Le second des années 70 à la fin de la première décennie du 21ème siècle les pratiques sportives se sont largement démocratisées, le nombre de licencié a été multiplié par 3. Au-delà du nombre de pratiquants, c’est toute l’organisation du sport en France qui a été modifiée. L’invention de nouvelles pratiques physiques et sportives, la libéralisation du paysage audiovisuel français et son corolaire la professionnalisation des sportifs et des structures ont été de nature à favoriser l’implantation d’acteurs privés dans ce qu’il convient d’appeler la gouvernance du sport. Les premières lois de décentralisation, le renforcement de l’intercommunalité ont facilité l’intervention des collectivités à tous les échelons. L’Etat a largement accompagné cette mutation.

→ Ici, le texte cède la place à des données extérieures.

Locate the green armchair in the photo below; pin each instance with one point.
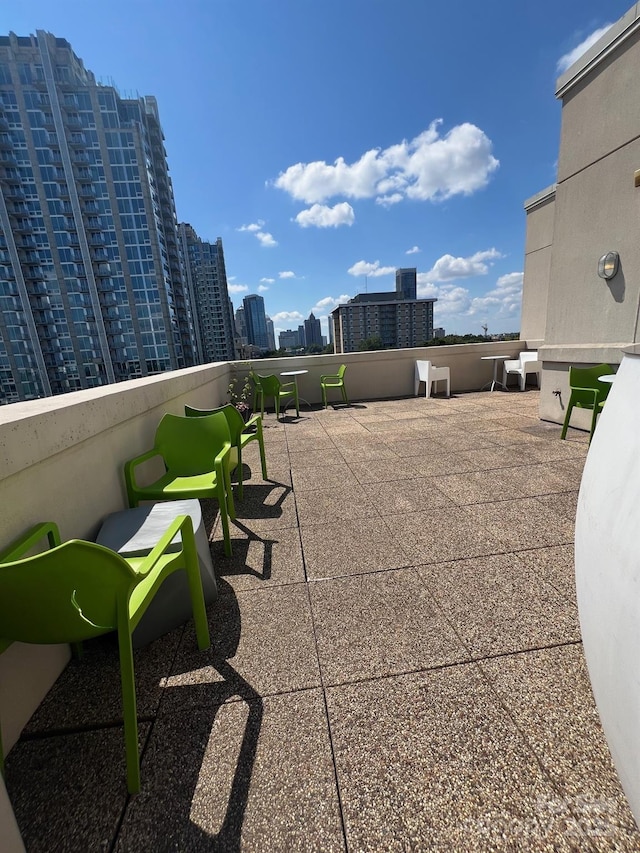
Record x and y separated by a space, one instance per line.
241 434
196 454
272 386
334 380
587 392
78 590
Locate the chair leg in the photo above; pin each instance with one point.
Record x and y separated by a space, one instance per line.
593 423
240 470
192 566
566 420
129 710
263 458
223 489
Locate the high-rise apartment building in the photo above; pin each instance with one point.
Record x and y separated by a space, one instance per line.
207 280
397 321
271 334
256 321
407 283
91 274
312 331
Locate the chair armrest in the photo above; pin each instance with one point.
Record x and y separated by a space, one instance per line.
254 420
181 524
132 464
595 391
220 458
24 543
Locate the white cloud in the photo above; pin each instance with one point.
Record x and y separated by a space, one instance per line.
325 306
456 303
568 59
287 317
429 167
326 217
266 239
448 268
505 300
370 269
389 200
263 237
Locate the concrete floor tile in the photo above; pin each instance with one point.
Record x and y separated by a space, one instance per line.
556 565
383 470
89 690
522 523
255 775
265 505
482 486
323 477
68 792
266 635
432 762
501 604
549 696
267 557
441 534
398 497
379 624
333 506
300 459
362 545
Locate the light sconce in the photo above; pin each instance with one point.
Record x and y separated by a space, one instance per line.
608 265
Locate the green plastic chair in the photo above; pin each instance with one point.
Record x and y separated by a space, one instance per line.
78 590
196 453
334 380
587 392
272 386
241 434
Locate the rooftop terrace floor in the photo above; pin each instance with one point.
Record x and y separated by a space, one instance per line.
396 659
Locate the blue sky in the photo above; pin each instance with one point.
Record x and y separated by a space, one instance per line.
328 143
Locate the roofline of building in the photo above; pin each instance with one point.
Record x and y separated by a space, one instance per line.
619 32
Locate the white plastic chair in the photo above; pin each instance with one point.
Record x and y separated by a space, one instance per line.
526 363
427 373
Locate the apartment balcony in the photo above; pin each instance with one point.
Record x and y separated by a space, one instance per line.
396 660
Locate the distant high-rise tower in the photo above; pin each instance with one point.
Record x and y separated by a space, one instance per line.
271 334
256 321
312 331
207 279
91 276
406 283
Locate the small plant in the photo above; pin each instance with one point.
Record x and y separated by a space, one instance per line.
239 392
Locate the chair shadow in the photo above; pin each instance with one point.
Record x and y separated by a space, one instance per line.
184 771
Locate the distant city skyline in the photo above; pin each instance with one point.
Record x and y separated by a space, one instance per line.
329 151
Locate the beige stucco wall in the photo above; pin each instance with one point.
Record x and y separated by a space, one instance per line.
537 263
596 209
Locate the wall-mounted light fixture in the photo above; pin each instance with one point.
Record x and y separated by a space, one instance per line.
608 265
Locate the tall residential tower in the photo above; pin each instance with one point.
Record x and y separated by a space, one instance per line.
207 280
91 275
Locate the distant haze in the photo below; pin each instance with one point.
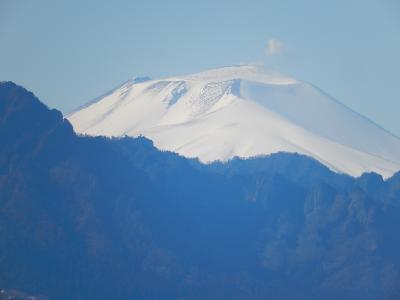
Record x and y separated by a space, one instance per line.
70 52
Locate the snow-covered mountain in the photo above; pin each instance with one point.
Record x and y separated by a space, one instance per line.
242 111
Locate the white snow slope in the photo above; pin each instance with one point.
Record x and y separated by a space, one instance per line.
242 111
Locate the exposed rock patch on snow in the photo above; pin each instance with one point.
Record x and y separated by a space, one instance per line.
242 111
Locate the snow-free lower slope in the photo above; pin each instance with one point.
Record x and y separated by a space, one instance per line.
242 111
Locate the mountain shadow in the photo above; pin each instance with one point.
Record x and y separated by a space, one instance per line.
97 218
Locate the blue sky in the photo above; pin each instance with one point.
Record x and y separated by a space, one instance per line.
72 51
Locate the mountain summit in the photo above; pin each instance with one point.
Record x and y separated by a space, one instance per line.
243 111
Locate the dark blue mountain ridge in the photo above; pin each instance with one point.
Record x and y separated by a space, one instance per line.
97 218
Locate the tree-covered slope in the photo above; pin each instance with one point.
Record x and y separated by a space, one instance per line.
98 218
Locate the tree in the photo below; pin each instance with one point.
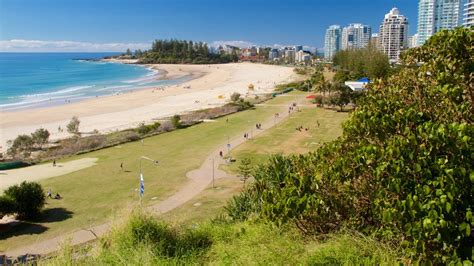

C’est à la fin de ce modèle que nous assistons, et l’histoire retiendra que le rapport de la cour des comptes a signifié son arrêt de mort précipité par l’obligation de réduire la dette publique !
Dans ce contexte les propositions de la cour pourraient paraître anecdotiques tellement le rapport remet en cause le modèle et ne propose pas une vision complète d’une nouvelle gouvernance.


La question est bien là :
– faut il améliorer le modèle comme le suggère la cour qui propose de réformer le CNDS, positionner l’INSEP comme pivot opérationnel du Haut niveau et responsabiliser les fédérations sportives pour qu’elle gagnent en autonomie
– ou faut-il réfléchir à un autre modèle, le troisième qui ne peut s’envisager qu’avec tous les autres acteurs du sport et à tous les niveaux de son organisation. Dommage que la cour ne se soit pas inscrite dans cette perspective.